Wrabel is one of those artists that most people will know, even when they don’t realize it. He’s worked with Kesha, Celeste, Louis Tomlinson, Backstreet Boys, and Kygo, to name a few. But it’s only recently that he’s being recognized as the incredibly gifted singer-songwriter that he is. In 2021, he will in fact release his very own debut album, where new single “Back to Back” will feature as well.
The track opens with subdued piano production, one of the key cornerstones in wrabel’s solo material. It’s the quiet, understated nature in his songs that allows for extreme vulnerability. There’s space to weigh everything that’s been deliberately left unspoken or in the margins of the subtext. If anything, wrabel is a pro in writing about the feelings that creep on us, the ones we carry with us without realizing. Sleeping back to back is the perfect metaphor to a loss of safety in a relationship. “Something’s changed / maybe it’s me, maybe it’s you / maybe it’s nothing.”
As the chorus swells, wrabel is joined by “Arcade”-hitmaker Duncan Laurence. They wonder why and how they aren’t able to keep the doubt and insecurity from seeping in through the cracks of the relationship. And it’s exactly because the chorus is so powerful, that the song doesn’t feel heavy at all. Rather, it feels like a breakthrough, realizing something’s wrong, something to work on, something to fix, with hopes of improvement. As they sing: “That ain’t love, that ain’t love, that ain’t love / We been through too much to just give up.”

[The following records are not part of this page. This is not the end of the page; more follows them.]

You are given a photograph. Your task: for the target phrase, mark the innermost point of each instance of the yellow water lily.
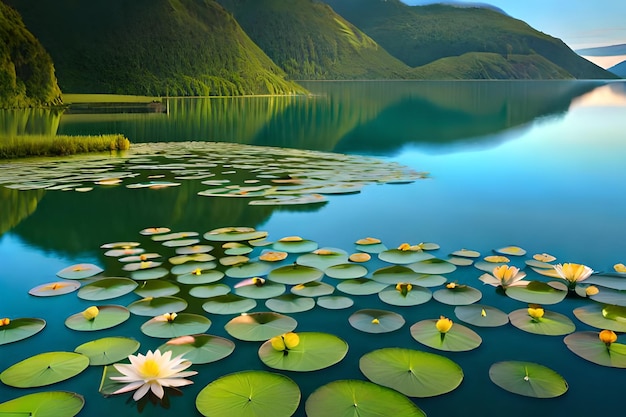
(573, 273)
(444, 324)
(607, 337)
(152, 372)
(505, 276)
(91, 313)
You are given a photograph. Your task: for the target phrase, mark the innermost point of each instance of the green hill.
(151, 47)
(26, 70)
(420, 35)
(310, 41)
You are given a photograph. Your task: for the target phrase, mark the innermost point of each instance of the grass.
(44, 145)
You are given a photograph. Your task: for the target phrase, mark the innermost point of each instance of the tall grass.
(43, 145)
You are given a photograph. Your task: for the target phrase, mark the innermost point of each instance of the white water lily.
(152, 372)
(505, 276)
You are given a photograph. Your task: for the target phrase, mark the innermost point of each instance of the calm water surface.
(537, 165)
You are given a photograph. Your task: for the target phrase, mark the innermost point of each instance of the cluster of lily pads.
(239, 272)
(265, 175)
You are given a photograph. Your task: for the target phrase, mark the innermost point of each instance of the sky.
(578, 23)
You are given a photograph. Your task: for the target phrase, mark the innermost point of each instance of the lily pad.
(347, 398)
(361, 286)
(527, 379)
(551, 324)
(155, 306)
(107, 288)
(228, 304)
(249, 394)
(376, 321)
(44, 404)
(20, 329)
(79, 271)
(335, 302)
(52, 289)
(481, 315)
(418, 295)
(44, 369)
(411, 372)
(588, 346)
(314, 351)
(182, 325)
(108, 350)
(458, 339)
(199, 348)
(537, 292)
(108, 316)
(295, 274)
(458, 296)
(290, 303)
(259, 326)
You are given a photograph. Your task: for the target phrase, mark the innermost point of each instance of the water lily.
(153, 372)
(91, 313)
(573, 273)
(505, 276)
(444, 324)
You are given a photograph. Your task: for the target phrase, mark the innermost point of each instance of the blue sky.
(579, 23)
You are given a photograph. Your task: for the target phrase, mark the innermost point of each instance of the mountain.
(310, 41)
(420, 35)
(26, 71)
(151, 47)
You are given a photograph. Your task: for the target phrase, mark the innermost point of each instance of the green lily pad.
(107, 288)
(481, 315)
(433, 266)
(588, 346)
(184, 324)
(602, 316)
(527, 379)
(52, 289)
(44, 404)
(249, 394)
(348, 398)
(361, 286)
(335, 302)
(20, 329)
(537, 292)
(155, 306)
(234, 234)
(312, 289)
(228, 304)
(411, 372)
(249, 270)
(157, 288)
(551, 324)
(79, 271)
(259, 326)
(208, 291)
(295, 274)
(346, 271)
(376, 321)
(44, 369)
(290, 303)
(458, 339)
(418, 295)
(108, 316)
(314, 351)
(199, 348)
(108, 350)
(394, 274)
(403, 257)
(458, 296)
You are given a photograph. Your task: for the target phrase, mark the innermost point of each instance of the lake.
(535, 165)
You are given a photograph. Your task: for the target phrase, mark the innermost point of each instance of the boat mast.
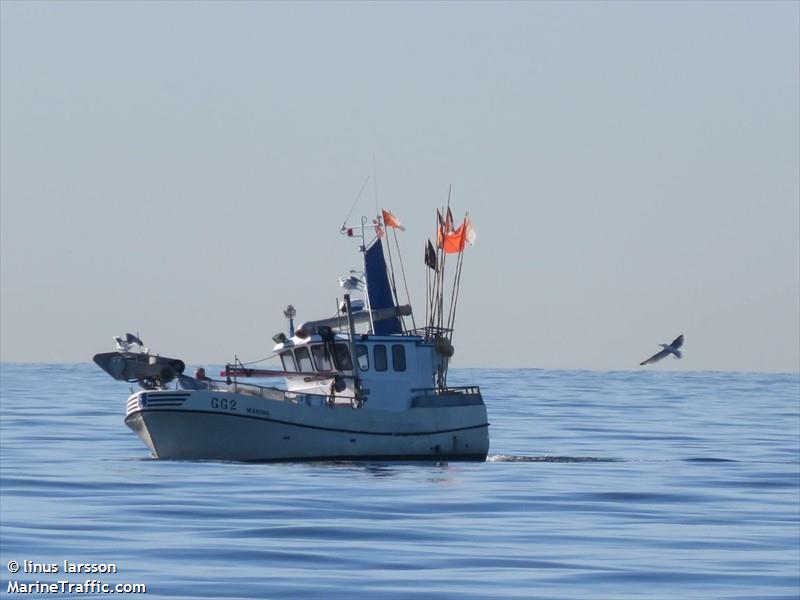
(363, 251)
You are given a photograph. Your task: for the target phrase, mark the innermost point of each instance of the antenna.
(289, 313)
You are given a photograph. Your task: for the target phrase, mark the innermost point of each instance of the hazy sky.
(182, 169)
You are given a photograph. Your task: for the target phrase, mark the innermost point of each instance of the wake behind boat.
(361, 384)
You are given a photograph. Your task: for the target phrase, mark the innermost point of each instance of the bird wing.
(655, 358)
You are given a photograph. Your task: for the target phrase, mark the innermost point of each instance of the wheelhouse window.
(322, 358)
(398, 357)
(303, 360)
(342, 354)
(287, 358)
(379, 357)
(362, 354)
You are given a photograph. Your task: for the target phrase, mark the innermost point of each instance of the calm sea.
(644, 484)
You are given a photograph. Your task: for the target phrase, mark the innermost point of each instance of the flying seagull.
(667, 350)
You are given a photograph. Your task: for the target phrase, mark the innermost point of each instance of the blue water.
(637, 485)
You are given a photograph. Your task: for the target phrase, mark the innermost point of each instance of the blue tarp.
(379, 290)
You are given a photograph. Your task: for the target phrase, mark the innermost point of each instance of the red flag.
(391, 221)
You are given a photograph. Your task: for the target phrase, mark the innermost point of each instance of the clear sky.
(182, 169)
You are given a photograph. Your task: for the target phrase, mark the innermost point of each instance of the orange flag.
(391, 221)
(454, 242)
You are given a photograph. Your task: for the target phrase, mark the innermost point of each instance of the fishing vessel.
(364, 383)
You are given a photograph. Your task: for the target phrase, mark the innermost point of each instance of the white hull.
(227, 425)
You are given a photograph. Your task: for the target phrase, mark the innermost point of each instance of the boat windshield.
(342, 353)
(322, 358)
(287, 358)
(303, 360)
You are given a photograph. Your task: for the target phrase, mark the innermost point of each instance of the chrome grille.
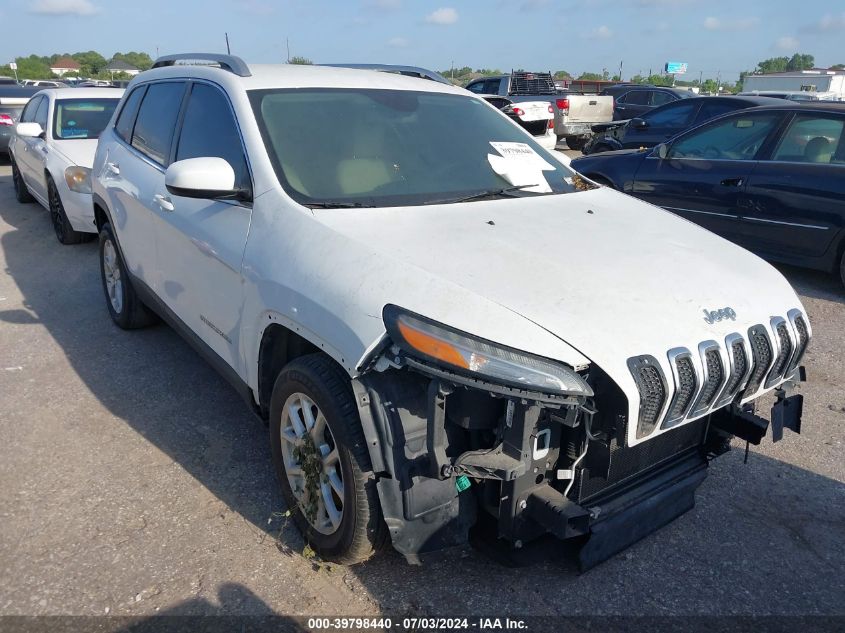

Laurence shares his perspective in the second verse, adding depth to the story behind the track. There’s something cinematic to the idea that both parties have their own realization that something’s off, using the same concept. Even when you’re sleeping in the same bed, you can feel million miles away from one another. It would be so easy to just turn over and talk, but it isn’t. Instead, both are stuck in their own thoughts, backs turned. Bringing that together through song, through two artists coming together is very poetic. Especially when both artists are such absolute masters of emotive vocal delivery.
The video mirrors this concept beautifully through choreography, while wrabel is a passive onlooker, representing the disconnect.